أَخْبَرَنَا ‌مُحَمَّدُ بْنُ بَشَّارٍ، قَالَ: حَدَّثَنَا ‌مُحَمَّدٌ، قَالَ: حَدَّثَنَا ‌شُعْبَةُ عَنْ ‌عَبْدِ الرَّحْمَنِ بْنِ الْقَاسِمِ عَنْ ‌أَبِيهِ عَنْ ‌عَائِشَةَ، أَنَّ امْرَأَةً مُسْتَحَاضَةً عَلَى عَهْدِ النَّبِيِّ صَلَّى اللهُ عَلَيْهِ وَسَلَّمَ. قِيلَ لَهَا: إِنَّهُ عِرْقٌ عَانِدٌ. وَأُمِرَتْ أَنْ تُؤَخِّرَ الظُّهْرَ وَتُعَجِّلَ الْعَصْرَ وَتَغْتَسِلَ لَهُمَا غُسْلًا وَاحِدًا، وَتُؤَخِّرَ الْمَغْرِبَ وَتُعَجِّلَ الْعِشَاءَ وَتَغْتَسِلَ لَهُمَا غُسْلًا وَاحِدًا، وَتَغْتَسِلَ لِصَلَاةِ الصُّبْحِ غُسْلًا وَاحِدًا

Artinya: Telah mengabarkan kepada kami Muhammad bin Basyar, dia berkata: telah menceritakan kepada kami Muhammad, dia berkata: telah menceritakan kepada kami Syu’bah dari Abdurrahman bin al-Qasim dari ayahnya dari Aisyah, bahwasanya pernah ada seorang perempuan yang sedang istihadah pada masa Nabi saw.
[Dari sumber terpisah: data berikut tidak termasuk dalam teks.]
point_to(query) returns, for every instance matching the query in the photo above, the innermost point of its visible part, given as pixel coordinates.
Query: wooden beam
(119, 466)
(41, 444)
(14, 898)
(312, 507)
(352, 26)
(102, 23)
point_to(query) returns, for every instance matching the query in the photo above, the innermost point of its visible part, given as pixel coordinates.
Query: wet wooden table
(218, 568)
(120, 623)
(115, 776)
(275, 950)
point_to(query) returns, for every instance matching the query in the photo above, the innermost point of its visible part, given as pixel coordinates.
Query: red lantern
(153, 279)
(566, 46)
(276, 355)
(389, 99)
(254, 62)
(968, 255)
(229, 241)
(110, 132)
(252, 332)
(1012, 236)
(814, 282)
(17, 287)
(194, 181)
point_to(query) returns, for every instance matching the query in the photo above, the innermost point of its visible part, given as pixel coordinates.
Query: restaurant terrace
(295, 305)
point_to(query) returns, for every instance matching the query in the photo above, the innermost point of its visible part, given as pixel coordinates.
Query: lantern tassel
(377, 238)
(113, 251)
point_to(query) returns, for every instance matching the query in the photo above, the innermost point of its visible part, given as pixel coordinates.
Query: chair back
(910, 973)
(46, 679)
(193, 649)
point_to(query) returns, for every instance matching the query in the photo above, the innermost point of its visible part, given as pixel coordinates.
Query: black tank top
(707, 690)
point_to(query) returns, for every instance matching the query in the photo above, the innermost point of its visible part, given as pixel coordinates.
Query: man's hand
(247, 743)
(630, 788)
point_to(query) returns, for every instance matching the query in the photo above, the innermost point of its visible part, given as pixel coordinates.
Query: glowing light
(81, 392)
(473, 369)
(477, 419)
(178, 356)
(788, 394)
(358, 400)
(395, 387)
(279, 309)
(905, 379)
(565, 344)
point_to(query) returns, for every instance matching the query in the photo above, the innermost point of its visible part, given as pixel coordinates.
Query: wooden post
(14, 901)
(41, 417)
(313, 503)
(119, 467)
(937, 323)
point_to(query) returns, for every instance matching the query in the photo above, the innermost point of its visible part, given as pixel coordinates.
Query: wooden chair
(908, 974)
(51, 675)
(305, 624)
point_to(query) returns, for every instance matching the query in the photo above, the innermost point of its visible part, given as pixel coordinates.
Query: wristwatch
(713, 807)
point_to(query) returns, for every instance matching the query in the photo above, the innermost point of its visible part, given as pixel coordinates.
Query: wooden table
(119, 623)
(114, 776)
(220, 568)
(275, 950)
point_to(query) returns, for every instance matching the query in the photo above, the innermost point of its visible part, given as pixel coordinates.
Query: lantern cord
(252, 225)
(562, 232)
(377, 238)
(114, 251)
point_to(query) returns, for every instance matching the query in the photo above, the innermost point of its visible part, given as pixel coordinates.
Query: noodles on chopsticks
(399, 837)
Dikatakan kepadanya: Sesungguhnya itu adalah darah dari suatu urat (penyakit) di luar kebiasaan. Lalu ia diperintahkan untuk mengakhirkan salat zuhur dan menyegerakan salat asar, lalu mandi dengan satu kali mandi untuk keduanya. Serta mengakhirkan magrib dan menyegerakan isya, lalu mandi dengan satu kali mandi untuk keduanya. Dan mandi dengan satu kali mandi untuk salat subuh.